Arundhati Roys aktueller Roman könnte jahrzehntelange Arbeit von Intersex Aktivist*innen zunichtemachen. - Gopi Shankar Madurai

Gopi Shankar Madurai and Katrina Karkazis at Madrid Summit, University of Madrid
Gopi Shankar Madurai and Katrina Karkazis at Madrid Summit, University of Madrid

Während meines Gesprächs mit Dr. Katrina Karkazis von der medizinischen Fakultät der Standford Universität (Kalifornien), weitläufig bekannt für ihr Buch „Fixing Sex: Intersex, Medical Authority and Lived Experience“, kamen wir auf den aktuellen Roman „The Ministry of Utmost Happiness“ der vielgepriesenen Autorin Arundhati Roy zu sprechen. Ebenso wie ich vertritt Dr. Karkazis die Meinung, dass eine der Hauptfiguren des Romans – Anjum – eine völlig falsche Darstellung der Intersex Gemeinschaft verkörpert. 

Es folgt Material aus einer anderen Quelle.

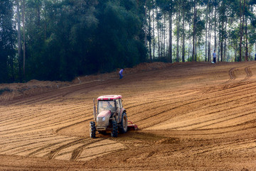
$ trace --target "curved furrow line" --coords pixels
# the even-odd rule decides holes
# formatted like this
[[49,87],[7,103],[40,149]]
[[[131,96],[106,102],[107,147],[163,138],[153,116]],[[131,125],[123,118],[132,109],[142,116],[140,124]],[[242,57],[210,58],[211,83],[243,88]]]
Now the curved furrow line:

Die renommierte Intersex Aktivistin Hida Viloria, Präsidentin der OII USA, kommentiert: „In einem Interview fiel mir auf, dass sie (Arundhati Roy) den Begriff „Hermaphrodit“ verwendete, um eine Figur zu charakterisieren, im Verlauf jedoch die Bezeichnung „Transgender“ wählte. Es ist unverantwortlich von ihr, keine hinreichenden Nachforschungen hinsichtlich der Charaktere, über die sie schreibt, anzustellen, um sich ein Bild davon zu machen, wer sie eigentlich sind.“

Im Roman wird Anjum eingangs als Intersex-Person beschrieben, im Verlauf wird die Figur jedoch als Hijra bezeichnet. Ich selbst bin LGBTQIA+ Aktivist und stehe der Hijra Gemeinschaft in keiner Weise ablehnend gegenüber. Dennoch ist es nicht korrekt, falsch dargestellt zu werden, und eine Identität zugeschrieben zu bekommen, mit der man sich selbst nicht identifiziert.

Stellen Sie sich vor, Sie sind eine Frau und identifizieren sich auch als solche. Würde es Sie nicht ärgern, von anderen Menschen als Mann angesehen zu werden?

 Das biologische Geschlecht, „weiblich“, männlich“ oder „intersexuell“, bezieht sich auf die, bei der Geburt vorhandenen, Geschlechtsmerkmale. Gender hingegen beschreibt das soziale Geschlecht. Es existieren unzählige Geschlechtsidentitäten sowie sexuelle Orientierungen. Die sexuelle Orientierung wiederum beschreibt, zu welchem Geschlecht wir uns hingezogen fühlen. In Indien sind sich nur wenige Menschen dieser Unterschiede bewusst.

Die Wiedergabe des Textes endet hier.